0

I'm trying to read a txt file (comma delimiter) into a CSV using csv.reader(). But because my delimiter (,) is sometimes inside the object/item the whole 'row' of read items get's shifted.

Example:

input.txt:

Stevenson Corp, 123 Main St, 3 employees\n
Johnson Inc, 456 Main St, 5 employees\n

would result in CSV columnized as:

Stevenson Corp | 123 Main St | 3 employees
Jonson Inc | 456 Main St | 5 employees

However, the issue arises if I have my input.txt file has (,) inside the items being delimitered, example:

input_bad.txt:

Stevenson Corp, 123 Main St, 3 employees\n
Johnson, Inc, 456 Main St, 5 employees\n #notice the comma before Inc

would result in in an incorrect CSV columnized as:

Stevenson Corp | 123 Main St | 3 employees #3 columns 
Jonson | Inc | 456 Main St | 5 employees #4 columns (issue)

I can't think of any solution to keep the Jonson, Inc together not split by the "," delimiter.

My code opens the txt file and csv as such:

inputfile = open(os.path.join(somelocation, somefile.txt), "r", encoding="utf-8", errors="replace")

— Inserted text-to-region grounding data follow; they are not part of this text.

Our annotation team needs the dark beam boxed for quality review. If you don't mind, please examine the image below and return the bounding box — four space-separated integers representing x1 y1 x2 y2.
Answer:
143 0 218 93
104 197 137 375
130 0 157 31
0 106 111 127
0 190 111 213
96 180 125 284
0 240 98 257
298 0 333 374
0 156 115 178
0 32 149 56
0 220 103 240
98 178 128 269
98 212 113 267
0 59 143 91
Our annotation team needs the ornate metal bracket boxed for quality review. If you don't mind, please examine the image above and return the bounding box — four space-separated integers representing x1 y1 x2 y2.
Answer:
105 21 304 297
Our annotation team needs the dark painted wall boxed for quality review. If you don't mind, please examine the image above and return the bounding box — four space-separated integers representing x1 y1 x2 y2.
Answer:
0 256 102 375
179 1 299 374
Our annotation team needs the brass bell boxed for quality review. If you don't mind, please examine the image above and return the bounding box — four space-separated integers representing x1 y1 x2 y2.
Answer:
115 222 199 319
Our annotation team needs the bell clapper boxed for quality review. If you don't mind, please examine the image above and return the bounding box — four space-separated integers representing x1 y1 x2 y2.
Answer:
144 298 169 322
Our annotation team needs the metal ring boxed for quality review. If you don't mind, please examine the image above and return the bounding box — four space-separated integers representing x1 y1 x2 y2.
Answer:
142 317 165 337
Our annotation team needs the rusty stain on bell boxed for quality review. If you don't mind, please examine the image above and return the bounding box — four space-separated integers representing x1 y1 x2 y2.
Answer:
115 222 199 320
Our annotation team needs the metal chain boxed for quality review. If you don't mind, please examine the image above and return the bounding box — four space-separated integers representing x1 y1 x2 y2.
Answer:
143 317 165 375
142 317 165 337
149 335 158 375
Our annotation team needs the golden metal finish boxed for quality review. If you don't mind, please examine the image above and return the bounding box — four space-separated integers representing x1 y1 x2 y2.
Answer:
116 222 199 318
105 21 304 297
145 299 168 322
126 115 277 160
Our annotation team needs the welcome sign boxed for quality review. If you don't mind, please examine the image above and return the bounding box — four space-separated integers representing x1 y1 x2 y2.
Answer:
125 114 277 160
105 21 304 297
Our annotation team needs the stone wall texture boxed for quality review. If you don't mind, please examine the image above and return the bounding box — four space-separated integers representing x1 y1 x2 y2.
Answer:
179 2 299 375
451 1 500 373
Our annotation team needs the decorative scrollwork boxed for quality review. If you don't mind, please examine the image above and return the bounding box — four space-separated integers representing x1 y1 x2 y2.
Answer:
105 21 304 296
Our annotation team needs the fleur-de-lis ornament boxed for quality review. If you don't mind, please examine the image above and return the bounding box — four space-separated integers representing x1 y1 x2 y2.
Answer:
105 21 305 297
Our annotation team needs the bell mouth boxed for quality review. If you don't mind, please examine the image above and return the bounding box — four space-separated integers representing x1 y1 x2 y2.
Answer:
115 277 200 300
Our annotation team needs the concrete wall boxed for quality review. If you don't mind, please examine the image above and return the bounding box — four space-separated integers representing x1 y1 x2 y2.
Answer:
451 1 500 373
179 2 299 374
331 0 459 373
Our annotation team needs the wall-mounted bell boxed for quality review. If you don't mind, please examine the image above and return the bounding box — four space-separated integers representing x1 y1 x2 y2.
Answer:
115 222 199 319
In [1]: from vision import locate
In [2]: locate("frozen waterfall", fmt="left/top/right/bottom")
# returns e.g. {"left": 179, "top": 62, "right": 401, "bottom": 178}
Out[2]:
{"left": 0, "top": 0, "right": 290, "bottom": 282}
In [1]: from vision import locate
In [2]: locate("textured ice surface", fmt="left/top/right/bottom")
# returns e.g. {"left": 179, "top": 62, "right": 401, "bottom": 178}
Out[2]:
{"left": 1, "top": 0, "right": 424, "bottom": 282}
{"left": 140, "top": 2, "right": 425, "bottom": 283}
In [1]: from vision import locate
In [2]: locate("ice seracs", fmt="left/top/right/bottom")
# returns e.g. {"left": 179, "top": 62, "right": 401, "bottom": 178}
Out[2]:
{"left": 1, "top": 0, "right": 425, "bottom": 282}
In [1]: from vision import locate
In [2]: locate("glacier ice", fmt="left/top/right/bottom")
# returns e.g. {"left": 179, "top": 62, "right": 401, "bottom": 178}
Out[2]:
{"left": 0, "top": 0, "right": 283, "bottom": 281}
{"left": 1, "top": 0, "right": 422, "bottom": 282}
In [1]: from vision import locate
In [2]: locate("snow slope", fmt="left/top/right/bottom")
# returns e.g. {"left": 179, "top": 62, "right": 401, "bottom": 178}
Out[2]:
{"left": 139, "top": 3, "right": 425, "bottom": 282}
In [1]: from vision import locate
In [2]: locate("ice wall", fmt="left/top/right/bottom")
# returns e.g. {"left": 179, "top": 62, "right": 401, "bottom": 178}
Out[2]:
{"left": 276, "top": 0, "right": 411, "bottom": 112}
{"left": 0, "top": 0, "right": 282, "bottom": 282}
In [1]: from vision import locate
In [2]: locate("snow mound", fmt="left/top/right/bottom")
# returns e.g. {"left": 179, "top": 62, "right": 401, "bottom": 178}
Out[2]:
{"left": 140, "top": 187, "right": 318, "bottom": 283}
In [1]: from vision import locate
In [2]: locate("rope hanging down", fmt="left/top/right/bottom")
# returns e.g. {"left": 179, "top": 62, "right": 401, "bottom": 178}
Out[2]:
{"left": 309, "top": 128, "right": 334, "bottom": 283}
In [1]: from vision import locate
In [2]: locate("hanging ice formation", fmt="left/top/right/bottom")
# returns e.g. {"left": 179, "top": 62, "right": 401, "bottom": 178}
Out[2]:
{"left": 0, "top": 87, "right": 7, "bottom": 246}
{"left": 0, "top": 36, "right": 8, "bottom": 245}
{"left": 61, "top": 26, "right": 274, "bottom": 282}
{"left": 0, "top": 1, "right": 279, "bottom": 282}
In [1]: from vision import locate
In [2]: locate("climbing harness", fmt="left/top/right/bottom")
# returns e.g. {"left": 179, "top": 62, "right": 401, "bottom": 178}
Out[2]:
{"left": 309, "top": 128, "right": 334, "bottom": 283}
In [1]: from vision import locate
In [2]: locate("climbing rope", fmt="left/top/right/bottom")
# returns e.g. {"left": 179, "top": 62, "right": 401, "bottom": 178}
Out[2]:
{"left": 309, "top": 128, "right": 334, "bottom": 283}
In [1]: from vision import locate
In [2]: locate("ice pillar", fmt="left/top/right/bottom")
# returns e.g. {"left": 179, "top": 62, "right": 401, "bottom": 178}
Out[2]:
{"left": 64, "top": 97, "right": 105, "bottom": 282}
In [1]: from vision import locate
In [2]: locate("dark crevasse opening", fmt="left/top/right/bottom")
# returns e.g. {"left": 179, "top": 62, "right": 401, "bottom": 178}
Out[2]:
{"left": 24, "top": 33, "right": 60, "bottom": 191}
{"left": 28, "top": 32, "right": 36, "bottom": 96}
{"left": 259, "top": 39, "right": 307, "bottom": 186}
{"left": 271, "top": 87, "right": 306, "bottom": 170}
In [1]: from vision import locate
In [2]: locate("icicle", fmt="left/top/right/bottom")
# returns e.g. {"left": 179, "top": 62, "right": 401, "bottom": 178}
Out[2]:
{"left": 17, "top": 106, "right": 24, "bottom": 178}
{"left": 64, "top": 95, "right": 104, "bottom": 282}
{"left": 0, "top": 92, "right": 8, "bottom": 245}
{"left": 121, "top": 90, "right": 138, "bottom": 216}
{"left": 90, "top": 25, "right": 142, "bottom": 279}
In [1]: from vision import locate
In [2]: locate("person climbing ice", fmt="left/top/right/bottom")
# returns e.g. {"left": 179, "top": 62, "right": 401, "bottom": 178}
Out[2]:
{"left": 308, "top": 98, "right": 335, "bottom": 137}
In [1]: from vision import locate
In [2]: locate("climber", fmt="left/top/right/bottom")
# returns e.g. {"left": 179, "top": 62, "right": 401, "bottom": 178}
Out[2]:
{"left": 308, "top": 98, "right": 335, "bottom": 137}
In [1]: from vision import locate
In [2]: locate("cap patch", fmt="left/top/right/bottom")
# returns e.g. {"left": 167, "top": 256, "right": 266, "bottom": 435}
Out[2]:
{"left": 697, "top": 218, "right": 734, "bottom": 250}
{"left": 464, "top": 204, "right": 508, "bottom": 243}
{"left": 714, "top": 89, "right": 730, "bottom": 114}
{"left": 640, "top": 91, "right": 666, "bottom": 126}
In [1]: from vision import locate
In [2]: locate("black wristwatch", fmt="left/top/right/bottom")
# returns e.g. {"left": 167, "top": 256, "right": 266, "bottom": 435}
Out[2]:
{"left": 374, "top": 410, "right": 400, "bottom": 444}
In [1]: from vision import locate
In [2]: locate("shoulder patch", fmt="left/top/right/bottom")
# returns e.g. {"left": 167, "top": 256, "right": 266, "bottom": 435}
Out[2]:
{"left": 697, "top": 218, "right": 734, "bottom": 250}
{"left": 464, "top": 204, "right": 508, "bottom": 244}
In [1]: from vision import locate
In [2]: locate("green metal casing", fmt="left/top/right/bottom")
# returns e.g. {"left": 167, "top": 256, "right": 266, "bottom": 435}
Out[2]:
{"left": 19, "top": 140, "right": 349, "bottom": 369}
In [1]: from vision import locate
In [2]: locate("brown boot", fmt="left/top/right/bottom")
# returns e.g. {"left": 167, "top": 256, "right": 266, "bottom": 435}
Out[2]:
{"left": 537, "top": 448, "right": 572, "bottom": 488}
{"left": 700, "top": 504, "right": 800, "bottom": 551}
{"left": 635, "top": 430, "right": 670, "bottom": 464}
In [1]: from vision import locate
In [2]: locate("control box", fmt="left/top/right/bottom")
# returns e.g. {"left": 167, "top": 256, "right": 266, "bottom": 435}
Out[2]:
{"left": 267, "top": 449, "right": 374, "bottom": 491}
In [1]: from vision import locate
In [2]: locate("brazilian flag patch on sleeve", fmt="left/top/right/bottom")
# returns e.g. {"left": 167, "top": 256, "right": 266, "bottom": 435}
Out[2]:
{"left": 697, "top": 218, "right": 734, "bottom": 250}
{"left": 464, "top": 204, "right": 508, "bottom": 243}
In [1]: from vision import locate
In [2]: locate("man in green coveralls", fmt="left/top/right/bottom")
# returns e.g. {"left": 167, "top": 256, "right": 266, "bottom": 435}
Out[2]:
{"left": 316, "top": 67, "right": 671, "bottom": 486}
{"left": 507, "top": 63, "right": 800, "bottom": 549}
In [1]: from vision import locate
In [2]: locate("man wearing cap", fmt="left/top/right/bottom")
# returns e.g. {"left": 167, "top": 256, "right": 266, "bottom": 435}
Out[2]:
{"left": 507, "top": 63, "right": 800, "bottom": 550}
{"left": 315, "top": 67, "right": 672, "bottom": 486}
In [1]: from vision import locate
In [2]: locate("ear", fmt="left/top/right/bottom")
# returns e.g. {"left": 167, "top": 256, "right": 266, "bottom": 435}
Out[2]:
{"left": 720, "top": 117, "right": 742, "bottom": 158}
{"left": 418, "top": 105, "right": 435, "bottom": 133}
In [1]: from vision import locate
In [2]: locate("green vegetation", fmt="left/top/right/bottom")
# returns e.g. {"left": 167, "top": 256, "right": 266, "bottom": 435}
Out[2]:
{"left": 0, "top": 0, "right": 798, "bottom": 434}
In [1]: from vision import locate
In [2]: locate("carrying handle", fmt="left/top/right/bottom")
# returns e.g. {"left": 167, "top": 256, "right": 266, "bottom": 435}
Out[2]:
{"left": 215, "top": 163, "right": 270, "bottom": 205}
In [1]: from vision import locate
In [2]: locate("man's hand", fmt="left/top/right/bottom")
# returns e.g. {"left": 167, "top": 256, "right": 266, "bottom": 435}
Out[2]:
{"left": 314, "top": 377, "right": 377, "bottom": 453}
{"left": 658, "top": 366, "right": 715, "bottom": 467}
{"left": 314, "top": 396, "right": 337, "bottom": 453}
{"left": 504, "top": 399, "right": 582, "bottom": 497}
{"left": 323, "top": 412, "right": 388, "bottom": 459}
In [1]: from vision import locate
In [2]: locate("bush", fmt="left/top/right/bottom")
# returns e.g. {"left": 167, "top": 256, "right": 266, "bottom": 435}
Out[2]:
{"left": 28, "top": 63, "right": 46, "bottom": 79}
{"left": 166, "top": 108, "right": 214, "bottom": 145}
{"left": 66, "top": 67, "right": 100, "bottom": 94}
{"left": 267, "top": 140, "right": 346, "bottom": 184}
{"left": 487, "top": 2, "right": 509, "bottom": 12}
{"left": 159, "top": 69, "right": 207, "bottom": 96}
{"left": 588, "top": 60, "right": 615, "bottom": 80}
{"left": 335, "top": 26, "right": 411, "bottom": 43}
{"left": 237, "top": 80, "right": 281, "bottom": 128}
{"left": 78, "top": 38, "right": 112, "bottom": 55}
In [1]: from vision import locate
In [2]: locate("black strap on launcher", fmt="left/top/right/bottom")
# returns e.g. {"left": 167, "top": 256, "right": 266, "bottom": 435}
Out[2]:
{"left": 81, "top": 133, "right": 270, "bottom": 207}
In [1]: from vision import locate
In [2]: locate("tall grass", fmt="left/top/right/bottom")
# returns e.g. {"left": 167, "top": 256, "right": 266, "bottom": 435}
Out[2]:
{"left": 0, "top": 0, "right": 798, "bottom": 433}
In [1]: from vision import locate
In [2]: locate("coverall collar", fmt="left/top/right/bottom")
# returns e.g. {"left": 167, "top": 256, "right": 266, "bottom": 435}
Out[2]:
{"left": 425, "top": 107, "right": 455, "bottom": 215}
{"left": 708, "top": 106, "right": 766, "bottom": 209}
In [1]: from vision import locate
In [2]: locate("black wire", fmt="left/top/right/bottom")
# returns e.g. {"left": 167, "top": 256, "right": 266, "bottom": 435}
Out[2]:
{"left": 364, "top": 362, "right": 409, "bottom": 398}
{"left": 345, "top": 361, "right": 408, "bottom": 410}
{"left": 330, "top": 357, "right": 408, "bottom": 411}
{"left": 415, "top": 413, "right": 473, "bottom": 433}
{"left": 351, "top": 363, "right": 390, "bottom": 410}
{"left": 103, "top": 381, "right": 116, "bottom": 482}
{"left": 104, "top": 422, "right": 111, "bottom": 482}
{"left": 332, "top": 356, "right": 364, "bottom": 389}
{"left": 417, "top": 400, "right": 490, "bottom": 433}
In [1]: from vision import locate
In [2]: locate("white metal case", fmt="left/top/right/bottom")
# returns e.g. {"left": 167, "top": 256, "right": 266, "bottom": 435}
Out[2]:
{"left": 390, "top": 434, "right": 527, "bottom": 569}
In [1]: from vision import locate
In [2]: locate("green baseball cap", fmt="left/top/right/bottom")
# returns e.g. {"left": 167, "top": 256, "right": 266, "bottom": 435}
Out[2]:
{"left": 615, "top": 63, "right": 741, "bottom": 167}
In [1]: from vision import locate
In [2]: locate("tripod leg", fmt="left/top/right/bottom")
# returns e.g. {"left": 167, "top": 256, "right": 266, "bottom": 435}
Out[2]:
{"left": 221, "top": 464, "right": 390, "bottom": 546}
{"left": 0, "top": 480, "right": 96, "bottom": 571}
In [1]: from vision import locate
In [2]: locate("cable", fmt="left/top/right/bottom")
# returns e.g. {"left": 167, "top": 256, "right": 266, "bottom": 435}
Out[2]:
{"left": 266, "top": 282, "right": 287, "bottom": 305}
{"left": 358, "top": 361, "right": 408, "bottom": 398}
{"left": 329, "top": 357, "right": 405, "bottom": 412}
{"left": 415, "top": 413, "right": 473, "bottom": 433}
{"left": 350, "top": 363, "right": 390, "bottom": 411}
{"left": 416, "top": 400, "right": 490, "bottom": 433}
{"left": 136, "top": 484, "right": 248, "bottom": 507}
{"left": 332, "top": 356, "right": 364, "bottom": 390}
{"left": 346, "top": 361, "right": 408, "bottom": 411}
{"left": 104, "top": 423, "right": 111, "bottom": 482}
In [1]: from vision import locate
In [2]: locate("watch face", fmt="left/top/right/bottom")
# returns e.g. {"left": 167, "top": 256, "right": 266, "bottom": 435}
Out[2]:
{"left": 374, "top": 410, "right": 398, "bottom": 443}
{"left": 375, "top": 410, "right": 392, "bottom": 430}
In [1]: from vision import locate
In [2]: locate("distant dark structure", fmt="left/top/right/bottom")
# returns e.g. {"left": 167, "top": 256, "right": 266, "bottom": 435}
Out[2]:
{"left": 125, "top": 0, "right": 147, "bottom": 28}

csv_data = csv.reader(inputfile, delimiter = ",")

Please help.

davidhoff22
  • 13
  • 1
  • 4
  • 3
    You have an invalid CSV file. The string should have been enclosed in double quotes (`"`) if it contains the delimiter character. See [this question](https://stackoverflow.com/questions/3475856/write-text-with-comma-into-a-cell-in-csv-file-using-python). – Selcuk Oct 10 '18 at 05:24
  • The whole purpose of a separator is that your csv is correctly formatted for it to be read. If it isn't then i'd suggest you do some pre-processing before reading it as a csv. – jar Oct 10 '18 at 05:29

1 Answers1

1

Best approach would be to go back and change the delimiter in your file from , to something more sensible but if that's not an option so you can do something like this as a workaround:

import csv
with open(os.path.join(somelocation, somefile.txt), "r", encoding="utf-8", errors="replace") as inputfile:
    spamreader = csv.reader(inputfile, delimiter='¬')
    for row in spamreader:
        new_row = row.rsplit(",", 2)
        print("|".join(new_row))

This uses a delimer not seen in your text so doesn't split any lines (so you could do the reading with inputfile.readlines() instead), then it uses rsplit to split on the two rightmost commas to create the columns

Sven Harris
  • 2,884
  • 1
  • 10
  • 20